Re: Minor optimizations in open.

Eric Brunet (ebrunet@clipper.ens.fr)
Thu, 29 Jul 1999 18:15:21 +0200


On Thu, Jul 29, 1999 at 08:24:08AM -0400, Gregory Maxwell wrote:
>
> Thanks for this patch, but in the future could you please only post
> patches created with diff -u? Thanks!

Here it is at the end of this mail. (Slightly different, 100% equivalent)

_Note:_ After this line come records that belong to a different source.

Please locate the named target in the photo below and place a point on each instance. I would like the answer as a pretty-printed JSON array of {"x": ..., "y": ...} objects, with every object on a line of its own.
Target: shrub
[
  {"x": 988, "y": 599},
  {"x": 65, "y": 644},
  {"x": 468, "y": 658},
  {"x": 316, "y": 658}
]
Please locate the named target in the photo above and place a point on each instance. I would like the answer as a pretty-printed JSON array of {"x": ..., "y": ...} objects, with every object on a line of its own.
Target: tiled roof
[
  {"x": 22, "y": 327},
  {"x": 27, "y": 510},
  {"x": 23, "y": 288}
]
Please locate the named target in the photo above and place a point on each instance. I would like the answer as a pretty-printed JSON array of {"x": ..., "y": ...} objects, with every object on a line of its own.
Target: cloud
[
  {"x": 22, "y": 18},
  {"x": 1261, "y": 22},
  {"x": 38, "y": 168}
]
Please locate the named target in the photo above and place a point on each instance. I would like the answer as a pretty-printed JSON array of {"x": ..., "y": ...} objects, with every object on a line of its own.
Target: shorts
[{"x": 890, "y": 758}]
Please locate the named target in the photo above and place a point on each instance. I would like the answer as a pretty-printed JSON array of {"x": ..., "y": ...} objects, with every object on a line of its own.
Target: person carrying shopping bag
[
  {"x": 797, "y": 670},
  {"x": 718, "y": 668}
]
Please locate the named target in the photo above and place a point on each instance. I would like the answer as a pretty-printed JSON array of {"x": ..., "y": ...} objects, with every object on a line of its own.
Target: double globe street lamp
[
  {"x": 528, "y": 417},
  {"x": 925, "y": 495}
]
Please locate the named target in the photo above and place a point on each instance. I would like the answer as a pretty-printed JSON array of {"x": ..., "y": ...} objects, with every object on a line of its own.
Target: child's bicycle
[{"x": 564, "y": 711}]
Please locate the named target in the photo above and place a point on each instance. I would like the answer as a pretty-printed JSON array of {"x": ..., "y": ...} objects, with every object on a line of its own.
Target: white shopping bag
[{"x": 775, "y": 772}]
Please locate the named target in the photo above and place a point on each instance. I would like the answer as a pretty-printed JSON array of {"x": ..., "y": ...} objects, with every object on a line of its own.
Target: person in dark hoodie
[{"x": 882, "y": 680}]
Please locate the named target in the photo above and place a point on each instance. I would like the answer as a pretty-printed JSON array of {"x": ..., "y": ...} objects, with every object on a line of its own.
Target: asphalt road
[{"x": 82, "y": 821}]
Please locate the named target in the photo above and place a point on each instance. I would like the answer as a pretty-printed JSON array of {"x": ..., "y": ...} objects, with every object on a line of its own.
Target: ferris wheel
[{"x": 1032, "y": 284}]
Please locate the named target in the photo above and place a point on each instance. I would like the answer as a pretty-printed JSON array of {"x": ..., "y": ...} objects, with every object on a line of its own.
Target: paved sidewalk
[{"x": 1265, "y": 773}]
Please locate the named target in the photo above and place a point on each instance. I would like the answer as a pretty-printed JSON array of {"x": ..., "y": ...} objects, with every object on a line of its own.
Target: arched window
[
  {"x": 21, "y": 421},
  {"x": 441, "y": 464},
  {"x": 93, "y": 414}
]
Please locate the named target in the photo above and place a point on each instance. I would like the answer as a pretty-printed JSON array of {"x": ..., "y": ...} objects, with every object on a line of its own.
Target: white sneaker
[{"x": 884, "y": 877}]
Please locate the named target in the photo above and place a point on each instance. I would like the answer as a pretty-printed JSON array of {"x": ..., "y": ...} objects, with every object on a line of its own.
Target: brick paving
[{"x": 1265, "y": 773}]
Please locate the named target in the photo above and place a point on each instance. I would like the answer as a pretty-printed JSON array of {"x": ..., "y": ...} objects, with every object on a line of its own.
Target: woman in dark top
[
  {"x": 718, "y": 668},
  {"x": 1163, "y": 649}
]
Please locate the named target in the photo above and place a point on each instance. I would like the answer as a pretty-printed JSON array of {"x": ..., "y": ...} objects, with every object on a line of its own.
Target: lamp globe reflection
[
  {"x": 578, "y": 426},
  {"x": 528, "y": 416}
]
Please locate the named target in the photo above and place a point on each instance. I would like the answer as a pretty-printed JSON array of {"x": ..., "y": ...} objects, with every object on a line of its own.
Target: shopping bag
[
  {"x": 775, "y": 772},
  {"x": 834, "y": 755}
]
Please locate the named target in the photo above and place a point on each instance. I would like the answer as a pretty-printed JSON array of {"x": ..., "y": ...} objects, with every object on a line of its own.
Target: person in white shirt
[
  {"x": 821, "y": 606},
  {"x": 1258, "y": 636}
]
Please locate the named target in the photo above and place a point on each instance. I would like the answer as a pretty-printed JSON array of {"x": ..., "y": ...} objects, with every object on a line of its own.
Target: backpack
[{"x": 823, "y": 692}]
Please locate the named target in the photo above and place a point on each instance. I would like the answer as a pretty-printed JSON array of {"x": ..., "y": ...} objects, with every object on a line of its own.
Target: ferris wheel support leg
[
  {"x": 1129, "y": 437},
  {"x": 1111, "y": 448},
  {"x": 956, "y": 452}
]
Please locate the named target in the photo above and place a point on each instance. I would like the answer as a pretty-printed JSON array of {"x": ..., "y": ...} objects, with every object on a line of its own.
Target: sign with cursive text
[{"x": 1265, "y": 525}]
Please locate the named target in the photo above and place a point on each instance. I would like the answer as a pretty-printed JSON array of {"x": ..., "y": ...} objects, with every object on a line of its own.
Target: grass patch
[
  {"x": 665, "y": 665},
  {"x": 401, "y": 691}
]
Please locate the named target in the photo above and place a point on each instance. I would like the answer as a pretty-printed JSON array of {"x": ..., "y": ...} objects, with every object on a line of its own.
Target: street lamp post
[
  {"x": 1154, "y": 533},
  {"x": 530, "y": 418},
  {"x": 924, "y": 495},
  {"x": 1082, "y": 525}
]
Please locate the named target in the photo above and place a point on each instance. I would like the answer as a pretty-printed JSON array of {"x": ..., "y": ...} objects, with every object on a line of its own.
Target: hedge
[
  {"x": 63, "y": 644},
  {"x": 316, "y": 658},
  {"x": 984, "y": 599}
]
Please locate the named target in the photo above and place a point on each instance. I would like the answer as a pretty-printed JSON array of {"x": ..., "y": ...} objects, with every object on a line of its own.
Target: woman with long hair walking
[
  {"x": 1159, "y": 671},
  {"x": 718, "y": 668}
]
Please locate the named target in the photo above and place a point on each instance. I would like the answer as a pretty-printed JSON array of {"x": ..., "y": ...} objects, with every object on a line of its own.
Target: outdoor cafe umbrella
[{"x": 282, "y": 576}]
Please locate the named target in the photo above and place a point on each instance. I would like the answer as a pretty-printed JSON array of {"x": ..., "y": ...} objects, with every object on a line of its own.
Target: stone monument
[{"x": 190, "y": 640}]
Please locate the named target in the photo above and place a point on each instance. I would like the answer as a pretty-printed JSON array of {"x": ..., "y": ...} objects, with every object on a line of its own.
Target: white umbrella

Today, looking at the sources, I have noticed something strange:
In open.c, there is:
/* If times==NULL, set access and modification to current time,
* must be owner or have write permission.
* Else, update from *times, must be owner or super user.
*/
asmlinkage int sys_utime(char * filename, struct utimbuf * times)
{
[....]
/* Don't worry, the checks are done in inode_change_ok() */
newattrs.ia_valid = ATTR_CTIME | ATTR_MTIME | ATTR_ATIME;
if (times) {
error = get_user(newattrs.ia_atime, &times->actime);
if (!error)
error = get_user(newattrs.ia_mtime, &times->modtime);
if (error)
goto dput_and_out;

newattrs.ia_valid |= ATTR_ATIME_SET | ATTR_MTIME_SET;
} else {
if (current->fsuid != inode->i_uid &&
(error = permission(inode,MAY_WRITE)) != 0)
goto dput_and_out;
}
error = notify_change(dentry, &newattrs);
[...]
}

What interests me is the ``else'' part: if I am not the owner and if I
can't write to the file, deny permission. So far so good, as announced in
the comment. The problem is that notify_change calls inode_change_ok
where permissions are rechecked: extract from attr.c
int inode_change_ok(struct inode *inode, struct iattr *attr)
{
[...]
/* Check for setting the inode time. */
if (ia_valid & (ATTR_MTIME_SET | ATTR_ATIME_SET)) {
if (current->fsuid != inode->i_uid && !capable(CAP_FOWNER))
goto error;
}
There, I raise an error if I am not the owner of the file, whether I have
write permissions or not.

So can I touch a file I don't own if I have write permissions on it ? If
yes, the code is incorrect, if no, the comment in the source is incorrect.

Éric Brunet

--- linux-2.3.11/fs/namei.c.orig Wed Jul 28 21:54:10 1999
+++ linux-2.3.11/fs/namei.c Thu Jul 29 17:49:03 1999
@@ -686,8 +686,10 @@
struct dentry *dir;

if (dentry->d_inode) {
- if (!(flag & O_EXCL))
+ if (!(flag & O_EXCL)) {
+ inode = dentry->d_inode;
goto nocreate;
+ }
error = -EEXIST;
goto exit;
}
@@ -728,12 +730,12 @@
goto exit;
}

-nocreate:
error = -ENOENT;
inode = dentry->d_inode;
if (!inode)
goto exit;

+nocreate:
error = -ELOOP;
if (S_ISLNK(inode->i_mode))
goto exit;
@@ -747,6 +749,8 @@
goto exit;

/*
+ * permission() has already tested that we are not trying to
+ * write to a regular file on a read-only filesystem.
* FIFO's, sockets and device files are special: they don't
* actually live on the filesystem itself, and as such you
* can write to them even if the filesystem is read-only.
@@ -759,11 +763,8 @@
goto exit;

flag &= ~O_TRUNC;
- } else {
- error = -EROFS;
- if (IS_RDONLY(inode) && (flag & 2))
- goto exit;
}
+
/*
* An append-only file must be opened in append mode for writing.